I have a 3D tensor and I want to iterate through the second dimension. The easiest approach is to use a for loop on the second dimension. My question is what is the most efficient/appropriate way to do it. For example:

t = torch.rand(2, 5, 3)

print(t)
tensor([[[0.1582, 0.7643, 0.1352],
         [0.7157, 0.4503, 0.7935],
         [0.9954, 0.6714, 0.0386],
         [0.7655, 0.2867, 0.0764],
         [0.2259, 0.3079, 0.8390]],

        [[0.2655, 0.2578, 0.8421],
         [0.7871, 0.7559, 0.2978],
         [0.4458, 0.6559, 0.9398],
         [0.6346, 0.4585, 0.3734],
         [0.8566, 0.1053, 0.0559]]])

for idx in range(t.shape[1]):
    print(t[:,idx,:])
tensor([[0.1582, 0.7643, 0.1352],
        [0.2655, 0.2578, 0.8421]])
tensor([[0.7157, 0.4503, 0.7935],
        [0.7871, 0.7559, 0.2978]])
tensor([[0.9954, 0.6714, 0.0386],
        [0.4458, 0.6559, 0.9398]])
tensor([[0.7655, 0.2867, 0.0764],
        [0.6346, 0.4585, 0.3734]])
tensor([[0.2259, 0.3079, 0.8390],
        [0.8566, 0.1053, 0.0559]])

If you want to iterate through a tensor dimension, using a for loop is a valid approach. However, it’s unclear if the loop is an optimal approach since you did not explain what your actual goal is besides iterating.

1 Like

@ptrblck thank you for your answer. Let my clarify what the tensor represents. The tensor is a batch of sequences, where each sequence element is features, thus the tensor is

[batch_size, sequence_length, features]

What I want, is to process each sequence element separately in batches, for example to pass them through a linear layer etc.
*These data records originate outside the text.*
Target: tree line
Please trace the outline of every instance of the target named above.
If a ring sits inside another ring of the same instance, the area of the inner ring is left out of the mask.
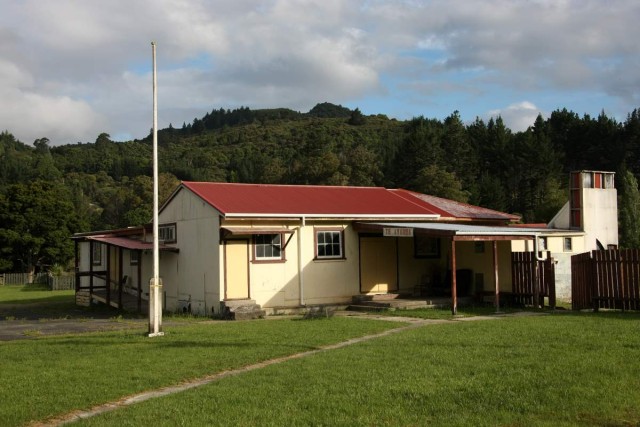
[[[618,122],[566,109],[512,132],[500,117],[463,123],[384,115],[323,103],[214,109],[158,133],[160,197],[180,180],[405,188],[547,222],[573,170],[617,172],[621,246],[640,246],[636,177],[640,111]],[[0,133],[0,271],[65,267],[71,234],[149,222],[151,135],[115,142],[27,145]]]

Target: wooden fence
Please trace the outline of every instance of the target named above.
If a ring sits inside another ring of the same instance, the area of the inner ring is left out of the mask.
[[[538,261],[533,252],[511,253],[512,298],[514,303],[544,306],[544,298],[549,298],[549,306],[556,306],[556,271],[550,254]],[[538,301],[535,304],[536,287]]]
[[[74,274],[63,274],[60,276],[49,275],[47,273],[2,273],[0,274],[0,285],[46,285],[52,291],[61,291],[76,288],[76,277]]]
[[[574,310],[640,310],[640,250],[609,249],[571,257]]]

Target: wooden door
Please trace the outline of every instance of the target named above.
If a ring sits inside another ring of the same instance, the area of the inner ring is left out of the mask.
[[[360,292],[379,294],[398,289],[397,240],[360,238]]]
[[[225,299],[249,298],[249,241],[227,240],[225,255]]]

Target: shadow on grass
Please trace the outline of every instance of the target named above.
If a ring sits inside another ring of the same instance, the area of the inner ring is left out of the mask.
[[[0,303],[0,320],[45,320],[45,319],[141,319],[145,315],[117,310],[106,305],[81,307],[71,301],[44,301],[12,304],[11,301]]]
[[[448,308],[398,309],[382,312],[376,311],[373,313],[386,316],[415,317],[421,319],[455,319],[460,317],[495,316],[514,313],[540,313],[562,316],[601,316],[607,318],[620,318],[624,320],[640,320],[640,312],[638,311],[600,310],[598,312],[593,312],[567,310],[564,307],[552,309],[549,307],[532,308],[518,305],[501,306],[498,312],[496,312],[495,307],[492,305],[462,306],[458,307],[458,313],[455,316],[451,314],[451,310]]]

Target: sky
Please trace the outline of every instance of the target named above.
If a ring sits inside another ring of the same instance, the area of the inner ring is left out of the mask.
[[[399,120],[640,107],[637,0],[0,0],[0,131],[144,138],[213,109]]]

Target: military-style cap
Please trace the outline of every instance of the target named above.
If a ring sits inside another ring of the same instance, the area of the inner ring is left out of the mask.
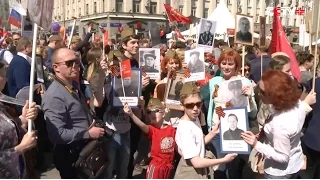
[[[59,35],[52,35],[49,37],[49,42],[53,41],[62,41],[62,38]]]
[[[286,54],[284,52],[275,52],[275,53],[271,54],[271,58],[274,58],[275,56],[286,56],[286,57],[289,57],[288,54]]]
[[[197,85],[194,82],[187,82],[183,84],[180,91],[180,96],[196,93],[200,93],[200,89],[197,87]]]
[[[143,54],[143,59],[146,59],[147,57],[153,57],[153,59],[157,58],[154,51],[145,52]]]
[[[133,29],[127,27],[127,28],[125,28],[125,29],[121,32],[121,40],[123,40],[123,39],[126,38],[126,37],[132,36],[132,35],[134,35],[134,34],[135,34],[135,33],[134,33]]]
[[[121,61],[122,53],[118,50],[110,51],[108,54],[108,61],[114,61],[115,59]]]
[[[190,52],[190,56],[192,56],[192,55],[197,55],[198,57],[200,56],[200,52],[199,51],[192,51],[192,52]]]
[[[150,108],[150,109],[155,109],[155,108],[164,109],[165,106],[161,103],[161,101],[158,98],[151,98],[148,103],[148,108]]]
[[[80,42],[80,41],[81,41],[81,38],[79,36],[72,36],[71,44],[72,43],[77,43],[77,42]]]
[[[231,47],[229,47],[229,46],[222,46],[222,47],[221,47],[221,50],[222,50],[223,52],[233,51],[233,49],[232,49]]]
[[[176,56],[176,51],[174,51],[174,50],[169,50],[165,55],[165,57],[170,58],[170,59],[175,58],[175,56]]]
That is why I want the for loop. I wonder if there is a better way of doing this.

nn.Linear layers accept inputs tensors with additional dimensions and will loop over these internally, as seen here:

import torch
import torch.nn as nn

# setup
batch_size, sequence_length, features = 2, 3, 4
x = torch.randn(batch_size, sequence_length, features)

lin = nn.Linear(features, features*2)

# loop approach
outputs = []
for i in range(sequence_length):
    x_ = x[:, i]
    out = lin(x_)
    outputs.append(out)
outputs = torch.stack(outputs, dim=1)
print(outputs.shape)
# torch.Size([2, 3, 8])

# single call
ref = lin(x)
print(ref.shape)
# torch.Size([2, 3, 8])

# compare
print((outputs - ref).abs().max())
# tensor(0., grad_fn=<MaxBackward1>)

so if you are using nn.Linear layers you would not have to iterate the input tensor manually.

1 Like

@ptrblck thank you once again for your detailed answer.

I am building something more complex, a version of an RNN model, specifically, a VRNN model (arxiv), where the computation of earlier sequence elements are used by the computations of the following elements, thus they cannot happen simultaneously.

Generally, I think that a for loop is the most basic way of doing things, which is the reason of the post.I guess that, in this case, this for loop is the best you can do.